Un prestito mal digerito
Chi ci presta i soldi chiede garanzie, soprattutto di sapere come verranno impiegati i tanti miliardi di euro e come verranno restituiti
Li stanno chiamando con diverse sigle o termini anglosassoni; sono differenti tra loro anche radicalmente, ma in buona sostanza stiamo parlando di strumenti finanziari che servirebbero a risollevare l’economia di quei Paesi comunitari che il Covid ha messo in ginocchio. Italia per prima.
Al di qua delle Alpi avremmo bisogno di diverse decine di miliardi di euro a brevissimo termine; molti di più per stare in piedi in un 2020 che si presenta oltremodo disgraziato. Ben che vada, perderemo il 10% della ricchezza prodotta, grossomodo tra i 150 e i 200 miliardi di euro. Ciò farà contenti i pochi profeti della decrescita felice, ma manderà sul lastrico centinaia di migliaia di imprese e molti più posti di lavoro.
Come averli, è condizione preliminare sul cosa poi farne. Ma il problema, per l’Italia, è che non si può indebitare più di quanto lo è già oggi, cioè 2.400 miliardi di euro sul groppone. L’Everest dei debiti pubblici mondiali che produce una valanga di interessi passivi da pagare ogni anno. Sempreché s’invogli con interessi ancor più alti i finanziatori a comprare nuove quote di debito di uno Stato che rischia di non farcela a restituirlo. Auguri.
Ebbene, i nostri governanti reclamano a gran voce l’attenzione e soprattutto i denari dei nostri partner europei. Aiutateci, dunque.
Qui esiste un problema preliminare: perché?, si chiede qualche capitale nordica, a cominciare da Berlino. È vero che la pandemia farà danni ovunque, ma la Germania, l’Olanda, l’Austria hanno i conti a posto, denaro messo via e una possibilità di indebitarsi a costo zero data la loro affidabilità e solidità economica. Insomma, è un problema vostro e non nostro.
Ma la solidarietà europea… ma il vantaggio comune… ma lo spirito che ci tiene uniti… ma le conseguenze che subirete pure voi… Per carità, tutto giusto. Però non dobbiamo dimenticarci di questa situazione: perché l’Italia in questi giorni ha chiesto – quasi preteso – molti soldi come se fossero dovuti. Non lo sono. Punto.
Se però emerge una volontà di rimanere tutti in un’identica barca senza buttare nessuno a mare, si affronta il secondo nodo della questione: un prestito o un’erogazione a fondo perduto? Se la seconda ipotesi può riguardare cifre molto contenute, è sul prestito che ci si accapiglia. Finanziariamente e politicamente.
L’Italia preme per obbligazioni di debito comuni, garantite da tutti. Di altro avviso sono alcuni dei Paesi che dovrebbero indebitarsi per favorire la nostra ripresa: non ne hanno voglia, dovrebbero adeguare le loro legislazioni, dovrebbero passare attraverso i loro parlamenti e opinioni pubbliche non particolarmente commosse dalla nostra situazione.
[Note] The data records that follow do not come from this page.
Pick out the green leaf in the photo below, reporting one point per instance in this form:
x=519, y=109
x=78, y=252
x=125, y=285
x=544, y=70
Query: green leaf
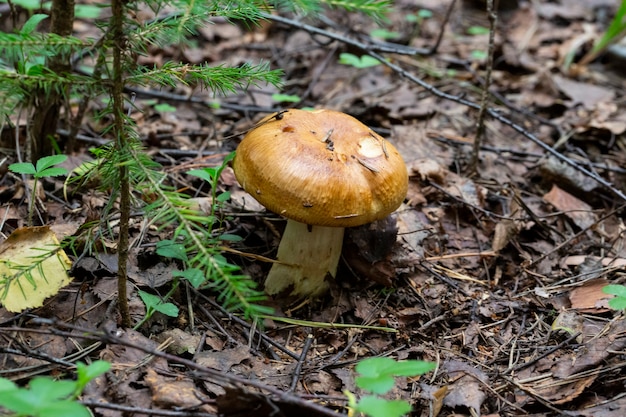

Ed è il punto d’incontro tra queste due parti, che non si trova. La mediazione in cui ognuno cede qualcosa per venirsi incontro.
In buona sostanza, chi ci presta i soldi chiede garanzie, soprattutto di sapere come verranno impiegati i tanti miliardi di euro e come verranno restituiti; noi li chiediamo, ma non vogliamo alcun “controllo” esterno, tipo quello che alcuni anni fa fu applicato alla Grecia in modo quasi asfissiante. Insomma no a un commissariamento esterno dell’Italia intera, un po’ come fu il governo Monti nel 2011.
D’altronde, recenti scelte politiche non hanno per nulla favorito questo clima di fiducia nelle nostre scelte: non più tardi di due anni fa abbiamo aumentato il debito pubblico per dare pensioni in età più precoce (quota 100) e soldi a fondo perduto a chi era senza lavoro (reddito di cittadinanza). Allora bisogna capire che il contribuente tedesco, obbligato dal suo governo a ritardare l’età della pensione per esigenze di bilancio, fatica molto a digerire di prestare soldi al contribuente italiano per andare in pensione anticipata.
Una soluzione la troveremo, e sarà lessicale. Chi ci presta i soldi, otterrà quel che vorrà senza sbandierarlo al vento. Noi li riceveremo, chiamando il prestito in modo digeribile e cercando di ottenere condizioni meno gravose possibili.
Attenzione: se ci impuntiamo troppo per questioni politiche (interne), rischiamo di non portare a casa nulla. Se uno sogna l’Italexit e il ritorno della liretta, buona cosa. Per tutti gli altri, un disastro paragonabile all’ultima guerra mondiale.